Reforms for us are neither means nor ends in a general sense, but are rather the outcome of a conflict; that may be a conflict that had those reforms as it’s specific aim, but they aren’t the only aim. Reforms are a product of the means that should be passed on the journey to the end. However we shouldn’t be afraid to ignore reforms if we can more beyond them. The reforms offered by capitalists in a response to radicalism during the Progressive Era in the United States failed, they weren’t accepted by large parts of the labour movement who knew acceptance would decrease their militancy ignoring the distance it could really achieve. In the end the militancy in the USA was killed by violence, not the extreme but piecemeal violence that had previously been used, but systemic state violence required to completely crush the labour movement (which involved WW1, Red Scar, mass exportation, censorship etc.) lead by the FBI, and even then capitalism was still reformed. The US labour movement took 20 years to fully destroy and required engineering mass reformism to replace its potential rebirth.

Yes reforms should be supported, but mere support isn’t enough we need also to break the logic, the discourse, the language of reformism. Reforms offer both material and symbolic importance; they allow workers a chance at more freedom and a better life, whilst showing people the importance and achievements of struggle, of solidarity, of organisation and direct action and so on. It offers a space within which people can be radicalised, however we cannot allow reformists to monopolise the debate and the question of reforms. However to support reforms in principle doesn’t mean we always support them in practice, some reforms may harm the exploited classes and should be opposed.

In conclusion reforms are achieved through concerted efforts by the exploited class against capital; sometimes these successes are mediated onto capital by the state it controls. The ability to achieve and force reforms is a sign of the growing power of the proletariat. Before the revolution in Spain in 1936 there were several other actions and concerted efforts by workers to increase and express their power against capital, most notably the achievement of the 8hour day by anarchists – the first country to achieve it.
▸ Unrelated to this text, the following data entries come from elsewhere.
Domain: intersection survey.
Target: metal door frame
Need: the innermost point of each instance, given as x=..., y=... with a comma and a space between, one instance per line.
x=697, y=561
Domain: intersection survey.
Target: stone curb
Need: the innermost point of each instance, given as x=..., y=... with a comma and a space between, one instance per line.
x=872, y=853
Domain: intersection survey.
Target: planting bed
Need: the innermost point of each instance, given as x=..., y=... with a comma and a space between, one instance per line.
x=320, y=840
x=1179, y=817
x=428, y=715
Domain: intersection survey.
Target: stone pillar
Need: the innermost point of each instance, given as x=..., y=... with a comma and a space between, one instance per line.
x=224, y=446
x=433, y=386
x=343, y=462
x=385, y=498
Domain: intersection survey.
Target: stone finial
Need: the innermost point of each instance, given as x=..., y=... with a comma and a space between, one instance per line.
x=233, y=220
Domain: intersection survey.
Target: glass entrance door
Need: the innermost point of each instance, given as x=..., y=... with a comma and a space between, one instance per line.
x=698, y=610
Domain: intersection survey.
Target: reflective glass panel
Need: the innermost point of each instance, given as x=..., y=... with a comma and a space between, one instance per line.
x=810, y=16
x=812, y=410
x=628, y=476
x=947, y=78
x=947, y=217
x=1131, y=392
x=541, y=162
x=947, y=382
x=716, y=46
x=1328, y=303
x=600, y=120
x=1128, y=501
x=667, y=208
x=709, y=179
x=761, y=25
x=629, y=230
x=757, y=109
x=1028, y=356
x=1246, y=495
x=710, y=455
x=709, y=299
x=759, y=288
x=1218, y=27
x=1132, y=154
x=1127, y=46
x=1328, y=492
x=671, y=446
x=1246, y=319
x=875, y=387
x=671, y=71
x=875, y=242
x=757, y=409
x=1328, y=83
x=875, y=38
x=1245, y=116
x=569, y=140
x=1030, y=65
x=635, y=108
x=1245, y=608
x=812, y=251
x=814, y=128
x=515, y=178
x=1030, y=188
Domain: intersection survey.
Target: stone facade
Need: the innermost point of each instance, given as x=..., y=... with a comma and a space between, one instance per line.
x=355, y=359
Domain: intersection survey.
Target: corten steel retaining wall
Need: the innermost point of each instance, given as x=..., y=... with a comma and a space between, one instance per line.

The 8hour day was an increase in freedom for workers, but only an increase against intense oppression or as Chomsky would say ‘the floor of the cage was expanded’. What the achievement of reforms more importantly showed was the ability of working people to get what they wanted through their own action and initiative, hence why the 8hour day as a reform in reality didn’t dampen the revolutionary aims or spirit but increased it, the reforms were a springboard for anarchists to show their organisational ideas could not only bring reforms in this world but could create another. It offered a vision of revolution no longer a utopia but a concrete reality achievable by our own action with our own aims.